Danni del sisma 2016. Quasi 4 milioni di euro per il palazzo municipale

Il commissario alla ricostruzione Guido Castelli: "Un simbolo non solo per la città". Il sindaco Paolo Calcinaro: "I lavori procederanno a stralci".

Danni del sisma 2016. Quasi 4 milioni di euro per il palazzo municipale
Danni del sisma 2016. Quasi 4 milioni di euro per il palazzo municipale

Un intervento da quasi 4 milioni per lo storico Palazzo Municipale di Fermo lesionato dal sisma del 2016. La conferenza regionale che ha dato l’ok al progetto di riparazione danni e consolidamento del complesso che sorge in pieno centro storico affacciandosi su piazza del Popolo, per il commissario Guido Castelli è un altro snodo fondamentale per il rilancio dell’entroterra: "Il Palazzo Municipale di Fermo è un simbolo non solo per la città". " Sarà un passo epocale, che potrà garantire la sicurezza di questo presidio anche per il futuro, dato che siamo consapevoli di vivere in una zona sismica – aggiunge il sindaco Paolo Calcinaro –. I lavori procederanno a stralci, consentendo così un’organizzazione ottimale dato che si tratta di spazi molto grandi. Ringrazio il Commissario Castelli per questo risultato e per il cambio di passo che sta imprimendo".

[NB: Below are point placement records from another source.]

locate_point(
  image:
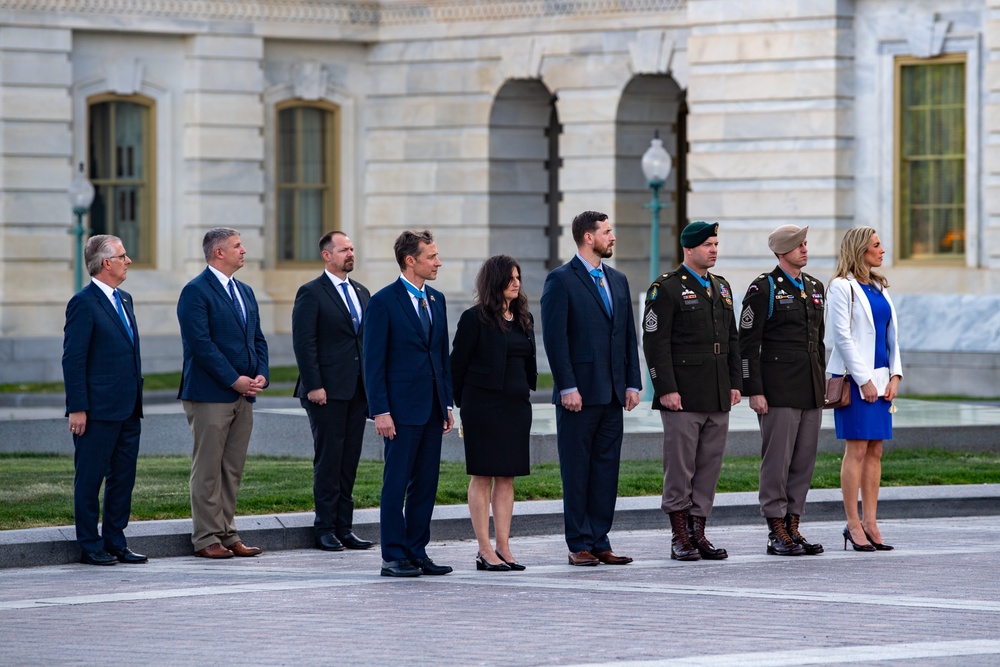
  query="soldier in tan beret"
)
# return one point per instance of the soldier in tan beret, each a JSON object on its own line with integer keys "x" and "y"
{"x": 781, "y": 345}
{"x": 690, "y": 341}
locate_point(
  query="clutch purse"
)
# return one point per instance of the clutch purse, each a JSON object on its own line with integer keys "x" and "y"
{"x": 838, "y": 392}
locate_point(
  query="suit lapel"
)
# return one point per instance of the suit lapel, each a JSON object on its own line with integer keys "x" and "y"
{"x": 403, "y": 297}
{"x": 112, "y": 312}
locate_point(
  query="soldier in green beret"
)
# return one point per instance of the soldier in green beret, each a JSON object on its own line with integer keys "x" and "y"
{"x": 690, "y": 342}
{"x": 781, "y": 343}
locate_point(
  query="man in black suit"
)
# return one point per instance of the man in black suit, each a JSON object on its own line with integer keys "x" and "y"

"Nel nostro centro storico ogni giorno si innalzano nuove gru e, anche se ci troviamo a gestire alcune difficoltà logistiche, finalmente la ricostruzione c’è e si vede".

Dal pregiato valore architettonico, e con origini quattrocentesche, il palazzo è costituto da un corpo monumentale, dove trovano spazio luoghi di rappresentanza e con funzione amministrativa, e da un altro corpo connesso strutturalmente ma di fattura non uniforme, frutto del rimaneggiamento dell’antico convento, edificato in parte su una cisterna romana, e della chiesa ora non più esistenti, destinati agli uffici comunali. Si tratta dunque di un edificio imponente e disomogeneo, sottoposto a vincolo monumentale anche per via della presenza di alcuni preziosi affreschi, ed il cui intervento si presenta per forza di cose articolato. L’obiettivo è quello di riparare le lesioni riscontrate, ridurre le vulnerabilità e consolidare l’intero complesso, migliorandone le prestazioni strutturali, energetiche e funzionali. Tra le azioni messe in campo, l’inserimento su entrambi i corpi di fabbrica di due ordini di tiranti in ferro, la sostituzione della copertura in latero-cemento del corpo monumentale con una nuova struttura in legno lamellare e tavolato. In entrambi i corpi, si provvederà alla riparazione delle lesioni murarie, per un volto nuovo e rinnovato che varrà per la città di Fermo tutta, nel suo cuore più antico.